THE mighty Ford Falcon GT-HO Phase III is an undoubted great of Australian muscle car history – perhaps the greatest of all time.
Of course, Mount Panorama at Bathurst was the place where it did some of its finest work and, as our AN1 Images Memory Lane photo today shows, the Phase III had a range of different drivers take the wheel.
In this shot, John French is at the helm of the Ford Motor Company-run #64E entry.

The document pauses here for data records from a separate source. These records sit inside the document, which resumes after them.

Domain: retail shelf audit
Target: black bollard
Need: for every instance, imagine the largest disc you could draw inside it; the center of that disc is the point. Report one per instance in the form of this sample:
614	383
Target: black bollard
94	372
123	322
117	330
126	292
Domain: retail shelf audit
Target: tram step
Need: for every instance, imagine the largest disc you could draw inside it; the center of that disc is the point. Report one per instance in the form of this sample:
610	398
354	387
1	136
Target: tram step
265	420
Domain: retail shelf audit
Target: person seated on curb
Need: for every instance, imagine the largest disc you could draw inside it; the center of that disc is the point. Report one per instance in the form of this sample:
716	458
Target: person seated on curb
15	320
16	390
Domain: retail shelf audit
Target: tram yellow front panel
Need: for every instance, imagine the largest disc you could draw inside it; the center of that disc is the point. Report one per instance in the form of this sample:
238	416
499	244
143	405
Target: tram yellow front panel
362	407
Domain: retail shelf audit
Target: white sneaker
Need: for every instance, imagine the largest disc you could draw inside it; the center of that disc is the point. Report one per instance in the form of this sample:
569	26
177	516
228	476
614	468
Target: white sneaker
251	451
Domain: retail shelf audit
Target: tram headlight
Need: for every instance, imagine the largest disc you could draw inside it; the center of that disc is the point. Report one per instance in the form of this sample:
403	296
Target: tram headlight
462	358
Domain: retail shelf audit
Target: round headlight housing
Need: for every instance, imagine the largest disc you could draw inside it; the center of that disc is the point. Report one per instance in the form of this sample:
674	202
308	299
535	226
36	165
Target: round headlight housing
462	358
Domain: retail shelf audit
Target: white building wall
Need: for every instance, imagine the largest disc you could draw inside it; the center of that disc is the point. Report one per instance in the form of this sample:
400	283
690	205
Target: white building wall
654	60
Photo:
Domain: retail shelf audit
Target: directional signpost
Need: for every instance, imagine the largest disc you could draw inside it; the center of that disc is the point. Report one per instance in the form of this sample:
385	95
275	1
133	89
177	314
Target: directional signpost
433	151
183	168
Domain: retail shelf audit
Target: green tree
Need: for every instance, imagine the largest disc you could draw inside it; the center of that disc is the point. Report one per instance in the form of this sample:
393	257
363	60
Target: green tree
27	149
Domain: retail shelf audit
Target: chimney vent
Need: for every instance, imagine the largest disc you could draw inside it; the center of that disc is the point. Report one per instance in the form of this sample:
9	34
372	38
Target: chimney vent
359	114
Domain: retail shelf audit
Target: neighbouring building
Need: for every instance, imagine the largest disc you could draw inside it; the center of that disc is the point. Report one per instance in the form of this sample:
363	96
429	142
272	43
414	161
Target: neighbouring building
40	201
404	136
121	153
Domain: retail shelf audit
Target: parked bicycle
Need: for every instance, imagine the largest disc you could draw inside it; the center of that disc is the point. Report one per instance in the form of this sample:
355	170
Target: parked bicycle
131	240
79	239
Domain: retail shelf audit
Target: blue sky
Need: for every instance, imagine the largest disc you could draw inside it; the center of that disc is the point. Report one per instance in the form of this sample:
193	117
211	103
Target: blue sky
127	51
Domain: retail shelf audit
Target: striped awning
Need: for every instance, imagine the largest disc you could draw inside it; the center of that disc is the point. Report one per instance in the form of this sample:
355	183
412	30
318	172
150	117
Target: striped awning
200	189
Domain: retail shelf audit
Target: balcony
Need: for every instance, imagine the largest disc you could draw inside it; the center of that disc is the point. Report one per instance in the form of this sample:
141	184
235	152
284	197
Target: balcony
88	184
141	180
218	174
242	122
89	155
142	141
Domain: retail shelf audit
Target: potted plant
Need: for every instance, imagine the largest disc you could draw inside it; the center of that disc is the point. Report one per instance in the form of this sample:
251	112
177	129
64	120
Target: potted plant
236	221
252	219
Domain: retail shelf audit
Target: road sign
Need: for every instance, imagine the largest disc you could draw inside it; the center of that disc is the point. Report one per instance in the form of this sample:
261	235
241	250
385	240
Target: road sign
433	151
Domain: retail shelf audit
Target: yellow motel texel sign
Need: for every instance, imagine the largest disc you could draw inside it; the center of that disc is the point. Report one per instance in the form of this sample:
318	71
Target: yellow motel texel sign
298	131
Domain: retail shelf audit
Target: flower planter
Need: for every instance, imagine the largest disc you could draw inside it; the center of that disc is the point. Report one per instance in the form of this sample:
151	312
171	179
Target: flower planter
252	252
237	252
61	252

Perhaps best known for his achievements later in his career as a Bathurst-winning co-driver with the laconic Dick Johnson in 1981, John French was very much a brilliant racing driver with his own history at Bathurst with Fords.
The Queensland car dealer began racing at Mount Panorama at the 1958 Easter meeting in a 48/215 Holden, but made his debut in what was then known as the Armstrong 500 (later to become what we all now know as the Supercheap Auto Bathurst 1000) in 1964 in a Ford Cortina GT.
After driving in the race in Morris Coopers and an Alfa Romeo in the following years, French arrived at Bathurst in 1971 as a fully fledged Ford Motor Company factory driver in the awesome Ford Falcon GT-HO Phase III.
As team-mate to the 1970 Bathurst 500 winner Allan Moffat, French helped form a handy partnership in a year where the mighty Falcons would not be touched.
However, Phase III of the mighty GT-HO Falcon was not without its problems in the lead-up to the 130-lap, 500-mile classic.
They had run out of brakes in the Sandown endurance race held as the curtain-raiser to Bathurst, meaning Hardie-Ferodo had just three weeks to come up with a solution and find a brake material that would last for the six-hour race.
What they came up with – the DP11-1103 pad – would be on the top three outright place-getting cars and eventual winner Moffat would be the first race winner to that point not to require a brake pad change during the race.
And no one else saw which way the Falcons went.
Moffat took the #65E car to pole position in a blinding 2:38.9s, while French took the #64E version to a front row start, albeit some three seconds behind on a 2:41.9s lap but still in front of a horde of privately-entered Falcon GT-HOs.
While Moffat ran off into the distance from the start to dominate the race and collect his second Bathurst win in successive years, French was beaten off the start line by Fred Gibson but managed to be second to Moffat by the end of the first lap.
The margin to Moffat was 15 seconds within 20 laps and the race was very much for second place.
When Moffat made his first stop and it took one minute and nine seconds, he resumed still in the lead, such was his gap over French, who had held off the private Falcon of Phil Barnes and the HDT Torana XU-1 of Colin Bond to hold down second position outright.
But mechanical problems would slow French’s car and he would slip back, eventually crossing the line fifth outright and one lap behind winner Moffat, thus finishing fourth in Class E.
French’s fifth outright equalled his performance from 1964 as Falcon GT-HOs filled five of the top six positions outright in the 1971 Hardie-Ferodo 500.